I have a couple of eggs that have caked mud on them. Is it alright to wipe them with a clean water rag prior to putting them in the incubator ? or will it mess them up? Of should I just put them in incubator dirty?


----------



## Jim (Sep 26, 2012)

Alfred said:


> I have a couple of eggs that have caked mud on them. Is it alright to wipe them with a clean water rag prior to putting them in the incubator ? or will it mess them up? Of should I just put them in incubator dirty?

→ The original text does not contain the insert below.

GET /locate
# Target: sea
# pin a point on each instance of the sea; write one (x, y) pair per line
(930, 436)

Never put soiled ones in the bator, never wash before incubator, but mud....mabe you can take it off with sandpaper?


----------



## leviparker (Jun 13, 2013)

I had an egg that mud or crap on it in the incubator.. And it hatched fine.. I don't know of
Anything against it


----------



## Jim (Sep 26, 2012)

leviparker said:


> I had an egg that mud or crap on it in the incubator.. And it hatched fine.. I don't know of
> Anything against it


Good to hear that fact debunked as a myth!


----------



## fuzziebutt (Aug 7, 2012)

Jim said:


> Never put soiled ones in the bator, never wash before incubator, but mud....mabe you can take it off with sandpaper?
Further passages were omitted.